As Congress takes on new legislation to speed up trade agreements, the debate will seek to find a balance between the authority of Congress over trade policy and the necessity that the president craft agreements that further US economic interests. This commentary will attempt to sort fact from fiction and to provide a deeper historical context for the current struggle.
Trade Promotion Authority (or Fast Track Authority, under an earlier name) establishes a co-equal partnership between the president and Congress to expedite passage of legislation implementing trade agreements. The essential bargain goes as follows: the president agrees to negotiate trade agreements pursuant to objectives and priorities established by the Congress; in return, Congress agrees to an expedited up-or-down vote on the agreement and implementing legislation, without amendment. First established by Congress in 1974, the joint procedure has been renewed some six times under both Republican and Democratic presidents, and by Congresses controlled by both Republicans and Democrats, or divided between the parties. While the specific congressionally mandated objectives and priorities have evolved over time, the basic procedural framework and bargain have remained in place.

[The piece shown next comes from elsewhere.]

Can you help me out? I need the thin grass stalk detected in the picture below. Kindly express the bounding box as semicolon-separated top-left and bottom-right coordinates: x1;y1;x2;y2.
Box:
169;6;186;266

A brief history of TPA. Unlike many other governments in which the executive exercises strong or complete control over international economic relations, in the United States it is Congress that is granted full and final authority over trade policy. Article I Section 8 states simply and decisively that Congress shall have the power: “To regulate Commerce with foreign nations.” For 150 years, Congress exercised control of US trade policy through passage of tariff legislation, that is, taxes on foreign goods at the border. In 1934, however, Congress — wanting to rid itself of the endless petty demands on individual tariffs — granted the president authority to reduce tariffs on a reciprocal basis with other nations within pre-approved levels.
All of this worked well during the first rounds of multilateral trade negotiations under the General Agreement on Trade and Tariffs in the 1940s and 1950s. During the Kennedy Round in the 1960s, however, trade negotiators moved beyond tariffs to tackle nontariff barriers to trade such as antidumping and regulatory regimes. This would ultimately force changes in domestic laws, and, at first, Congress balked and refused to act on these US commitments. At that point, US trading partners in turn demanded that the United States establish a system that produced an up-or-down vote on the final terms of future trade agreements (including implementing legislation) negotiated by the president and his team.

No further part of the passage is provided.